Loss takes a toll on a person. Maybe it’s the loss of a job, a relationship, or a loved one. Any form of loss will grab hold of your daily routine and shake it to shambles. This might seem like an odd topic for an author to write about on her website, but a little less than a month ago I lost my grandmother. I’m not only named after her (Ross), but she was a sounding board for my outlandish ideas for characters, plots and settings. The loss has left me lost for written words and losing the battle to meet a personal deadline.
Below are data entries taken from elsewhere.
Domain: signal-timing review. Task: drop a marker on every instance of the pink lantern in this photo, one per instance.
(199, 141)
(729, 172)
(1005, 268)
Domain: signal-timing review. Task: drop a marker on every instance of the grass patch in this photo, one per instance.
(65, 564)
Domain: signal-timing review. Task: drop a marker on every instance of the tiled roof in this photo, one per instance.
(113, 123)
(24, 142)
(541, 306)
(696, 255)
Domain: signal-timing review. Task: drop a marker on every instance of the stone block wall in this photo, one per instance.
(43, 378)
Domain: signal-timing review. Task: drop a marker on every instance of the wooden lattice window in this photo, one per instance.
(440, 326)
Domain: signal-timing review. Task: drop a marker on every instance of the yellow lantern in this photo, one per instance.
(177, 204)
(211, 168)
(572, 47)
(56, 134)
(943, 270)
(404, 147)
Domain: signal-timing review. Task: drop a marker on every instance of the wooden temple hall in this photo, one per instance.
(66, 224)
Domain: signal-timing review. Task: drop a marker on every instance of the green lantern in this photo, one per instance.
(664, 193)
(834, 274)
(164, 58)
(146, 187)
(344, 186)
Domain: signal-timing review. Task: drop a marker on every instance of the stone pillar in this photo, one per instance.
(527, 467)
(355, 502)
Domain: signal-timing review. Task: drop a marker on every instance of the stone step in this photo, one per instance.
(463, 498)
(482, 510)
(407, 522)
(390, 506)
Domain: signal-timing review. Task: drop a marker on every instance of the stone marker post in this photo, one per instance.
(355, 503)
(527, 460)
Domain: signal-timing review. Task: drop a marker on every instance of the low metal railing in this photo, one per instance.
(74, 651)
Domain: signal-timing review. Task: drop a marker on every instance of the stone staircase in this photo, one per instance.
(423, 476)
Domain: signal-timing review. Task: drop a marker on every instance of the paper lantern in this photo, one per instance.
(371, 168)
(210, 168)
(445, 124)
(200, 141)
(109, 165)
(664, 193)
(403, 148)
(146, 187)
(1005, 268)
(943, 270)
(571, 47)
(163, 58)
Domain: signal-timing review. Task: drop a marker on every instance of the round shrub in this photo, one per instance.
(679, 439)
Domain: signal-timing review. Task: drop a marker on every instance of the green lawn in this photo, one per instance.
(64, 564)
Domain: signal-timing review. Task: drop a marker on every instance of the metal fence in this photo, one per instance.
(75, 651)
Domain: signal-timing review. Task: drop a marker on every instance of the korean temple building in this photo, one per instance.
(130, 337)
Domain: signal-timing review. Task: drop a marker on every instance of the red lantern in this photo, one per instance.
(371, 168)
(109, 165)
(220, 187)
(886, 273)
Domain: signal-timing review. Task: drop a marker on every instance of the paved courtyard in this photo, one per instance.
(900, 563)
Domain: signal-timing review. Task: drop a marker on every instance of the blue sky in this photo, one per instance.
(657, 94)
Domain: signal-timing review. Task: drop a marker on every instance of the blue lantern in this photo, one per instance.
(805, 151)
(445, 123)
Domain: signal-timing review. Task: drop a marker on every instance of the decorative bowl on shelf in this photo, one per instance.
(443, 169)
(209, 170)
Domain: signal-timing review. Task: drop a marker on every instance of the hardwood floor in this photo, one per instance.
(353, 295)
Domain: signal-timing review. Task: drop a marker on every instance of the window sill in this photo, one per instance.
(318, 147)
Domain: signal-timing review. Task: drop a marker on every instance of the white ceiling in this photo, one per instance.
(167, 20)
Patsy Ross shared my love for the written word. I don’t remember her being an avid reader, but she created one when she gifted me with a box set of Little House on the Prairie novels one Christmas long ago. GrandPatsy was beautiful, charming, and eloquent. Her sense of style and firmly held beliefs were not only seen or heard, but they were supported by her actions. The character she played in my own life challenges me to create characters in my stories that are vital and three-dimensional (they must have a past, present, and future).
Someday, I might write a story about a young woman that eloped with her enlisted boyfriend, only to have his deployment postponed due to a blistering sunburn. No matter how much I love imagining new places and people, pretending in the plot will never resonate with the reader. My grandmother lived a full life with really amazing moments and awfully difficult instances. She celebrated and mourned, she pressed on through time and lived to be 91 years old.
My heart hurts to think of finishing my current work in progress without calling GrandPatsy to fill her in on what just happened in the last chapter. Loss can lead to losing your way or losing your grip on living life. It has altered my daily routine and my motivation. Changing my focus, and writing this story for GrandPatsy may be the only way it gets finished. But, I will finish.